Boris Johnson has agreed to allow China’s massive telecom company, Huawei, to take part in Britain’s 5G network. He made the decision despite the U.S. asking Britain not to include the company in the next-generation communications for fears that they will have too much access to sensitive information.
According to CBC, Johnson has decided that Huawei can only access “non-sensitive” information and can only have 35 percent involvement in the 5G network.
The company would not have access to the core of networks or any sensitive locations like military bases according to the British government.
Donald Trump and the U.S. administration will not be content with the decision as they fear the company could be used by China to access secret information.

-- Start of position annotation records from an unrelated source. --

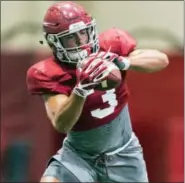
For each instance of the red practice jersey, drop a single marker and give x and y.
(101, 107)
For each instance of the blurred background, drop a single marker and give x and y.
(156, 101)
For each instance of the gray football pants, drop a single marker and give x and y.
(123, 164)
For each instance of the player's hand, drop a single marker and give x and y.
(122, 63)
(90, 72)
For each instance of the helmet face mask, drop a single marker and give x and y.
(78, 52)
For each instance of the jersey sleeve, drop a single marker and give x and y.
(39, 83)
(120, 41)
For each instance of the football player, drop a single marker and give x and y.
(100, 145)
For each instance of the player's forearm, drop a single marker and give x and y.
(69, 114)
(148, 60)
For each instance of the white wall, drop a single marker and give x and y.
(128, 15)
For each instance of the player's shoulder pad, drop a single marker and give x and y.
(120, 41)
(44, 76)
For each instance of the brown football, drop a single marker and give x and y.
(113, 80)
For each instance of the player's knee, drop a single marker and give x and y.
(49, 179)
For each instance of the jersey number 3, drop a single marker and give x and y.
(109, 97)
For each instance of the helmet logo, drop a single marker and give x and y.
(77, 26)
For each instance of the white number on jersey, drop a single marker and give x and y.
(110, 97)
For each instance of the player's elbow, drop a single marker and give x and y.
(61, 126)
(164, 60)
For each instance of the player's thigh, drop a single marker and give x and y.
(68, 166)
(49, 179)
(128, 165)
(57, 172)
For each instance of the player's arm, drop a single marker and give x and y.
(63, 111)
(147, 60)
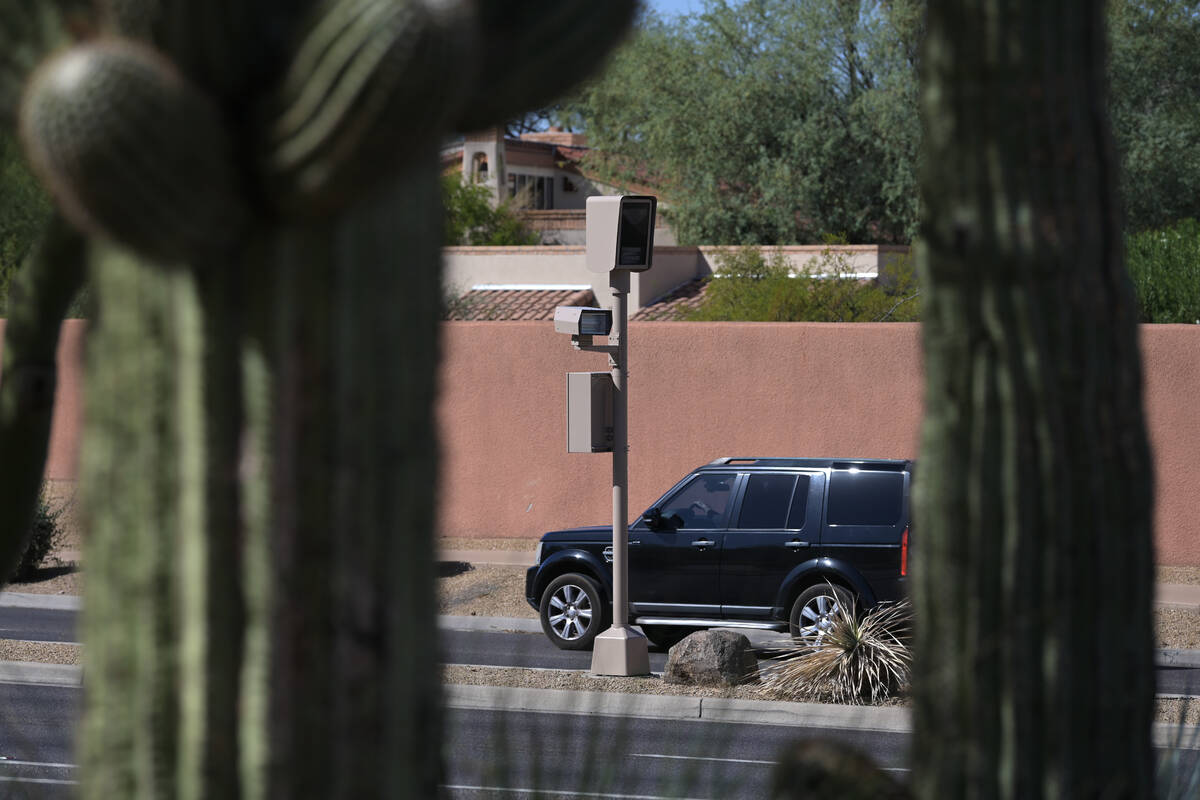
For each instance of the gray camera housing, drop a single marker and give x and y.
(621, 232)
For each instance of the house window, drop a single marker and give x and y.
(535, 191)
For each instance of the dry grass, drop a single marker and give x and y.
(862, 659)
(485, 590)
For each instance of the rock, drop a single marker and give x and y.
(712, 659)
(814, 768)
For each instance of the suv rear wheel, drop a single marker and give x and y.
(816, 609)
(667, 636)
(573, 612)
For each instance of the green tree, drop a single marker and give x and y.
(753, 287)
(1033, 501)
(24, 210)
(1164, 265)
(767, 121)
(1155, 52)
(473, 220)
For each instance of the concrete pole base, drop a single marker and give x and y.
(621, 650)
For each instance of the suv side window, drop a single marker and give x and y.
(799, 511)
(701, 504)
(865, 498)
(766, 503)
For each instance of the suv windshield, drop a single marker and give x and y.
(865, 498)
(701, 504)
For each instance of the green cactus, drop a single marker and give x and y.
(130, 150)
(259, 182)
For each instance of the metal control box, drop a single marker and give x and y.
(589, 411)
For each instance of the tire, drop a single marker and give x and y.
(573, 612)
(814, 611)
(666, 636)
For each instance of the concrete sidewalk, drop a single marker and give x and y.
(659, 707)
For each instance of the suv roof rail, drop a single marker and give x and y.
(835, 463)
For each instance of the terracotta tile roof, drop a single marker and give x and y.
(673, 305)
(507, 305)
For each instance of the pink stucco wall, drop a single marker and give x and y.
(66, 425)
(700, 391)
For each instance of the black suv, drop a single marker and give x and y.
(773, 543)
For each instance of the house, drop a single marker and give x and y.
(545, 173)
(547, 170)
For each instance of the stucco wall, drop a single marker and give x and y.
(700, 391)
(66, 426)
(565, 265)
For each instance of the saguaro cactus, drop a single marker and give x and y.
(1033, 674)
(259, 186)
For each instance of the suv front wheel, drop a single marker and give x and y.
(573, 612)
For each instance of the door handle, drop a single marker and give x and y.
(607, 551)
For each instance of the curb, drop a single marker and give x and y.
(53, 602)
(1177, 659)
(508, 624)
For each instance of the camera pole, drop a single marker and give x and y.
(621, 650)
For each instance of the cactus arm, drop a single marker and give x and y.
(142, 492)
(40, 298)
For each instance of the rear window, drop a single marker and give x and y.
(865, 498)
(768, 498)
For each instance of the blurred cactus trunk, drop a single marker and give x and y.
(1033, 566)
(259, 613)
(353, 619)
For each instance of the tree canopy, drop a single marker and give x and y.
(767, 121)
(784, 121)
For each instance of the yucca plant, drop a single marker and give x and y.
(859, 659)
(1177, 776)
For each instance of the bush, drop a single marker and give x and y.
(1164, 266)
(751, 287)
(472, 220)
(43, 535)
(861, 659)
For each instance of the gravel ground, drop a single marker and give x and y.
(1188, 575)
(496, 590)
(450, 543)
(61, 579)
(485, 590)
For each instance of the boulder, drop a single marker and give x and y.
(712, 659)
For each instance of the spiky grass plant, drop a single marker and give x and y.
(1177, 775)
(862, 659)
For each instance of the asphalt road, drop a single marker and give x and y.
(473, 648)
(525, 753)
(502, 753)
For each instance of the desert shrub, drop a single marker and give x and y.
(861, 659)
(751, 287)
(43, 535)
(1164, 266)
(1177, 774)
(471, 218)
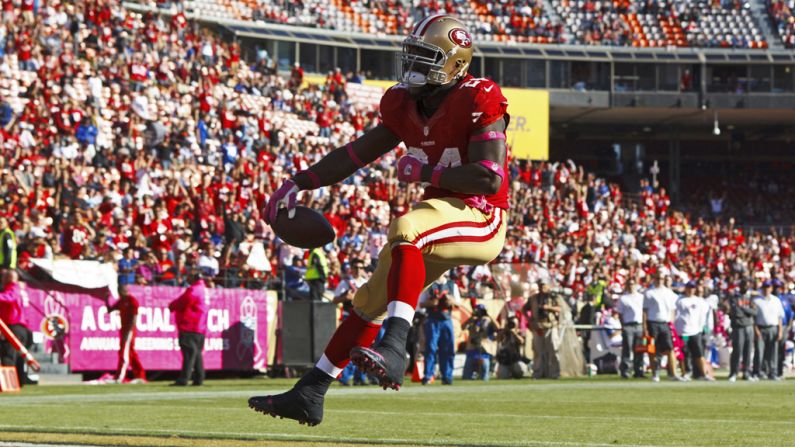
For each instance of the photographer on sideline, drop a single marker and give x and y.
(545, 308)
(481, 345)
(438, 301)
(509, 355)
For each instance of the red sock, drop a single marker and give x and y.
(405, 281)
(354, 331)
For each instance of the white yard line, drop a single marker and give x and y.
(414, 390)
(306, 437)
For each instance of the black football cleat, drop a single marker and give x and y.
(303, 403)
(385, 364)
(290, 405)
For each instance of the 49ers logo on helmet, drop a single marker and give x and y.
(460, 37)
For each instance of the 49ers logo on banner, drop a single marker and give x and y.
(460, 37)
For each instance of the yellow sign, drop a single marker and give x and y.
(528, 131)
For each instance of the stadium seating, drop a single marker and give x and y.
(668, 23)
(782, 14)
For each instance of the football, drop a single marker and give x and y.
(307, 229)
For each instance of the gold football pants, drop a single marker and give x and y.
(448, 233)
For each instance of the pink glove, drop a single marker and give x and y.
(409, 169)
(284, 197)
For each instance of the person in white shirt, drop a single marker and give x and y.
(659, 302)
(691, 317)
(630, 309)
(769, 330)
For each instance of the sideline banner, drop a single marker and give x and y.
(236, 339)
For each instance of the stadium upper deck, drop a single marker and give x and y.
(634, 23)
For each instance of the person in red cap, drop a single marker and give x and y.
(128, 357)
(11, 314)
(190, 313)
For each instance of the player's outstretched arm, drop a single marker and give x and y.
(483, 174)
(340, 163)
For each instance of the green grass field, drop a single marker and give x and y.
(573, 412)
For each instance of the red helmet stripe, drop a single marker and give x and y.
(420, 29)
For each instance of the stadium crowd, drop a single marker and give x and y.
(721, 24)
(148, 142)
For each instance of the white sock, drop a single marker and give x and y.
(325, 365)
(400, 309)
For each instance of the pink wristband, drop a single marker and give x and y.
(313, 177)
(487, 136)
(352, 155)
(493, 167)
(436, 175)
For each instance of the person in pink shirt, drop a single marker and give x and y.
(11, 314)
(190, 313)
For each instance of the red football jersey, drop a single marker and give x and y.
(443, 139)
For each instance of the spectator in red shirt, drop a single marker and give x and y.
(128, 357)
(190, 313)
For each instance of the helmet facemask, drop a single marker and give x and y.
(421, 63)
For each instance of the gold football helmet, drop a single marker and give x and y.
(438, 51)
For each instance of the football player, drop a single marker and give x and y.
(453, 125)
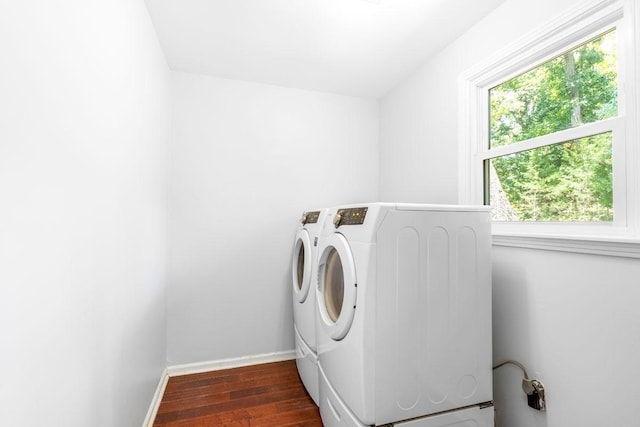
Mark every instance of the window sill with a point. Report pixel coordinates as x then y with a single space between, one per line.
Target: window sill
600 245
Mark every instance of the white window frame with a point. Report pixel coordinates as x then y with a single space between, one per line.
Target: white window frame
622 236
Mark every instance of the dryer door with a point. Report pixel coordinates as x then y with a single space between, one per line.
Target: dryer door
301 266
336 286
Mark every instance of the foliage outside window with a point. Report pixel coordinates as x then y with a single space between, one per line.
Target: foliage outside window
548 133
566 177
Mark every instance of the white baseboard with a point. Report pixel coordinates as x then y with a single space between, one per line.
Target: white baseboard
215 365
157 398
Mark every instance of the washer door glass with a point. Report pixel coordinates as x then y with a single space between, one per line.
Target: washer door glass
333 285
336 294
301 266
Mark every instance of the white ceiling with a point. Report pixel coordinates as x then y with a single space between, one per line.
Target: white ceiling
352 47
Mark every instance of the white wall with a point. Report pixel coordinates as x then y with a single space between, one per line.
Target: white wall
84 128
247 159
570 318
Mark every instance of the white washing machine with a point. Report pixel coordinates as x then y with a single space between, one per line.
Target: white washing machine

The U.S. said that they would possibly reduce intelligence cooperation with London.
The new 5G network with its unprecedented speeds is said to be among the largest innovations since the internet was introduced.
After a meeting led by Johnson, Nicky Morgan, the British Communications Secretary said, “This is a U.K.-specific solution for U.K.-specific reasons and the decision deals with the challenges we face right now.”
Cybersecurity officials in Britain have noted that Huawei is always handled as a “high risk” business.
The White House has not yet responded to the actions taken by Johnson.
On Tuesday Huawei’s vice-president, Victor Zhang said, “Huawei is reassured by the U.K. government’s confirmation that we can continue working with our customers to keep the 5G roll-out on track.”
“This evidence-based decision will result in a more advanced, more secure and more cost-effective telecoms infrastructure that is fit for the future. It gives the U.K. access to world-leading technology and ensures a competitive market.”
Huawei has claimed that the U.S. does not want the company in Britain because they cannot compete as Huawei is the largest producer of telecom equipment in the world.
Within the Five Eyes intelligence-sharing network, Canada is the only country that has not decided whether to work with Huawei on 5G networks.
As Canada continues its rocky relationship with China, things remain uncertain. Huawei CFO Meng Wanzhou has finished the first stage of extradition hearing but China still has two Canadians detained.
The U.S. has claimed that as the 5G networks grow and evolve, Huawei’s access to different parts of the network will be harder to monitor.